All Your Perfects by Colleen Hoover

Colleen Hoover delivers a tour de force novel about a troubled marriage and the one old forgotten promise that might be able to save it.

Quinn and Graham’s perfect love is threatened by their imperfect marriage. The memories, mistakes, and secrets that they have built up over the years are now tearing them apart. The one thing that could save them might also be the very thing that pushes their marriage beyond the point of repair.

All Your Perfects is a profound novel about a damaged couple whose potential future hinges on promises made in the past. This is a heartbreaking page-turner that asks: Can a resounding love with a perfect beginning survive a lifetime between two imperfect people?

Reading format: eBook

Review:

As I said earlier, I think this has been my favorite book by her. I read it in a day and a half. Like the rest of her books, it’s raw and emotional and beautiful and focuses on the relationship of Quinn and Graham – how it started, evolved and began to deteriorate.

What I loved about the book is that the chapters alternate between past and present. In the very first chapter Quinn meets Graham and it’s not a fun, silly little meet cute. Quinn is on her way up to her fiancée’s apartment when she runs into a man pacing outside the door. He scares her because he looks really pissed off, but then she learns he is there because the guy who lives there – who just so happens to be Quinn’s fiancée – is banging the guy’s girlfriend.

Sex sounds are heard, Quinn realizes she is being cheated on, so she and the guy (who happens to be her future husband Graham) sit outside the door and wait for them to finish. They sit outside and eat the Chinese food that the philanderers ordered and has been delivered, and then when the cheaters come out to pick up the food, they give their exes the middle finger before leaving.

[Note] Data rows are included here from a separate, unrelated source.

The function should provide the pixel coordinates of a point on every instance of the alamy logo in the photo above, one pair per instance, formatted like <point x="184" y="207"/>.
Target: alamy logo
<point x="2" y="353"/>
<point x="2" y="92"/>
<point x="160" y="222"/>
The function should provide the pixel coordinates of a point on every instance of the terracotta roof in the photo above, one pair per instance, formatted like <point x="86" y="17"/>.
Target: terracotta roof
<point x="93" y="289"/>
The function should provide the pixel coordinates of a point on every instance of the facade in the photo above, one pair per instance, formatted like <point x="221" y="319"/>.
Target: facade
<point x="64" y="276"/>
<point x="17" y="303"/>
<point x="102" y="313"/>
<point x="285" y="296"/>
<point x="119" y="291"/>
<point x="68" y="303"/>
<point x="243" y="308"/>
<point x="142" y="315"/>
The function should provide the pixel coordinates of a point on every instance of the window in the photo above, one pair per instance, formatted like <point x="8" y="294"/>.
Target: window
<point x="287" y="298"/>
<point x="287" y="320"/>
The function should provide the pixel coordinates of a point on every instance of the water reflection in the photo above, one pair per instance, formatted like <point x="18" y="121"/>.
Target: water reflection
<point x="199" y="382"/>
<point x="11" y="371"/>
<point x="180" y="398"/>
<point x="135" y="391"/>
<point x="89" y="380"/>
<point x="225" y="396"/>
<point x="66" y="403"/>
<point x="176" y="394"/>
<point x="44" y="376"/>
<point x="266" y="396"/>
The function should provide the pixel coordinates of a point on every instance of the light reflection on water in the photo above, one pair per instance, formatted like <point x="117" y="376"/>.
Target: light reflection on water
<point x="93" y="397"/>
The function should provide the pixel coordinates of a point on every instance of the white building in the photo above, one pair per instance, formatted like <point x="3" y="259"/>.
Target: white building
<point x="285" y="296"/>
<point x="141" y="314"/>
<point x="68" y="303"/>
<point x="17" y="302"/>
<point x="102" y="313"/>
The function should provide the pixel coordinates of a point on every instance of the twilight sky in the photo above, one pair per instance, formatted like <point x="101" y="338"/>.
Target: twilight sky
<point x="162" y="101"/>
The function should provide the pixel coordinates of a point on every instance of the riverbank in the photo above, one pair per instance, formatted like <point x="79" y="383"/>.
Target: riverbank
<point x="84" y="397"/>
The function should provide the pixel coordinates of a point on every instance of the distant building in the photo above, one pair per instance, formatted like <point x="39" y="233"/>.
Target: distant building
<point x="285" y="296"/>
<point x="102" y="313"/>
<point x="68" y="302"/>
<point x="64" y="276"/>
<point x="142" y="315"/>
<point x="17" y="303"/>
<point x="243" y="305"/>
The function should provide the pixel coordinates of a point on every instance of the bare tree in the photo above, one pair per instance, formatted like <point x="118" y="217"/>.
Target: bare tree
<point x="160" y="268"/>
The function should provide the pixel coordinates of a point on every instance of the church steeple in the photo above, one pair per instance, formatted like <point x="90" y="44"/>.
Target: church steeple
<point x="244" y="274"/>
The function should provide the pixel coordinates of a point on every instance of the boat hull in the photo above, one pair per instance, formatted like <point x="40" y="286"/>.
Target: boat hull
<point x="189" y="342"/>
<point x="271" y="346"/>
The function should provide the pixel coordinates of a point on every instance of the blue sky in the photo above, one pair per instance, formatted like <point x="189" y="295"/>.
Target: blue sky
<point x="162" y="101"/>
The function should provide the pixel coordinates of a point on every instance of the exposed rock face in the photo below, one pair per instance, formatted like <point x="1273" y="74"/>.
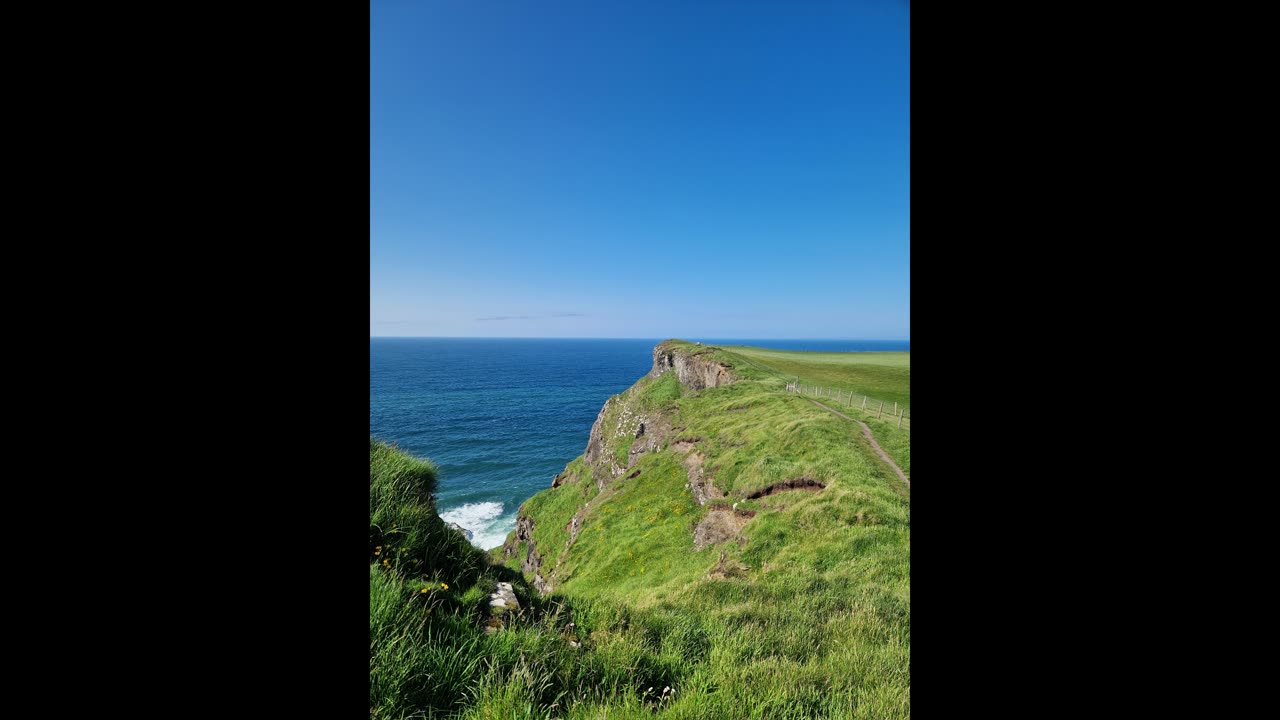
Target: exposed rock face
<point x="533" y="561"/>
<point x="501" y="602"/>
<point x="597" y="455"/>
<point x="626" y="423"/>
<point x="700" y="483"/>
<point x="694" y="370"/>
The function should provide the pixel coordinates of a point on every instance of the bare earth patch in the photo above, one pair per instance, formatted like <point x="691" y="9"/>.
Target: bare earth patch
<point x="798" y="483"/>
<point x="721" y="523"/>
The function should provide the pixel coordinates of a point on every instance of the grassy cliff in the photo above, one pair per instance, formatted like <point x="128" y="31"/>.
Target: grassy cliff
<point x="722" y="548"/>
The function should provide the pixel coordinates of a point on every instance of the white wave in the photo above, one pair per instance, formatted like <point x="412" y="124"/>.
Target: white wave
<point x="488" y="525"/>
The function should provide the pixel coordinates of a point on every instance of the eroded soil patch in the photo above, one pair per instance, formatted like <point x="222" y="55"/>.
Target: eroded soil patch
<point x="798" y="483"/>
<point x="721" y="523"/>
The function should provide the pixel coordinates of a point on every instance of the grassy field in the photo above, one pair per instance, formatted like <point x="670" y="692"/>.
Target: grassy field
<point x="883" y="376"/>
<point x="803" y="614"/>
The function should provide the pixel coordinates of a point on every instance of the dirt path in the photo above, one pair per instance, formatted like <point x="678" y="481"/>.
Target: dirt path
<point x="871" y="438"/>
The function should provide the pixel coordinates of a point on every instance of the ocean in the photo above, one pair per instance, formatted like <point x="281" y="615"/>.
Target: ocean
<point x="501" y="417"/>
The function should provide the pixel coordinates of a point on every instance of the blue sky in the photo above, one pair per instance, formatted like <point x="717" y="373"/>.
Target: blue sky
<point x="640" y="169"/>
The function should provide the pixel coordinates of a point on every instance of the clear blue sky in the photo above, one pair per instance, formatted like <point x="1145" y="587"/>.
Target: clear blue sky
<point x="640" y="169"/>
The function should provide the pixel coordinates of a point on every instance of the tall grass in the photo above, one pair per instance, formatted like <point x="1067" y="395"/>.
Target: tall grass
<point x="804" y="615"/>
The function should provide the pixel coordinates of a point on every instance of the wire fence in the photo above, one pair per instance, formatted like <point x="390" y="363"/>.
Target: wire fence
<point x="850" y="400"/>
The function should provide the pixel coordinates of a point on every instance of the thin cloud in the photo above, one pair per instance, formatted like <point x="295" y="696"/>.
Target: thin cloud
<point x="529" y="317"/>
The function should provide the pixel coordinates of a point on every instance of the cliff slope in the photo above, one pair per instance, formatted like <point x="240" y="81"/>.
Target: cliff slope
<point x="759" y="529"/>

The next chapter skips several years into the future. Quinn and Graham are married, but it’s obvious it’s a marriage on the rocks. There’s an unease between them. Lots of words are left unspoken and. We get the idea that there are a lot of hurt feelings and regrets and insecurities festering, and it becomes apparent that no one is talking about them.

Over the course of the rest of the book, we alternate between the happiness that developed as the couple started dating, met each other’s parents, and eventually got married. All of this alternates between the present as the marriage appears to be falling apart, yet neither of them seems to know how to fix it.

This is a great study on how relationships that start off so beautifully can easily fall apart. One thing that really frustrated me was that I felt as though the relationship probably wouldn’t have gone as sour as it did had Quinn opened up to Graham about what she was really feeling. She felt as though she could not give him something that he really wanted – and could never, and she assumed that someone else could and he would be happier with someone else if she let him go – but she didn’t want to let him go. Meanwhile Graham just wanted Quinn’s love. Had she talked about what she was really feeling, I feel like they would have solved the problem earlier on. But then we wouldn’t have gotten this beautiful story – or maybe we would have, just a much shorter version of it.

Despite the frustration with Quinn not coming forward with what was bothering her – I also understood why she didn’t. That’s the thing with Colleen Hoover’s books – they’re real. It’s easy for an outsider to sit and say, “well if you’d just done this, you would have saved yourself a lot of heartache”, but sometimes the thought of doing this is – is just a scary.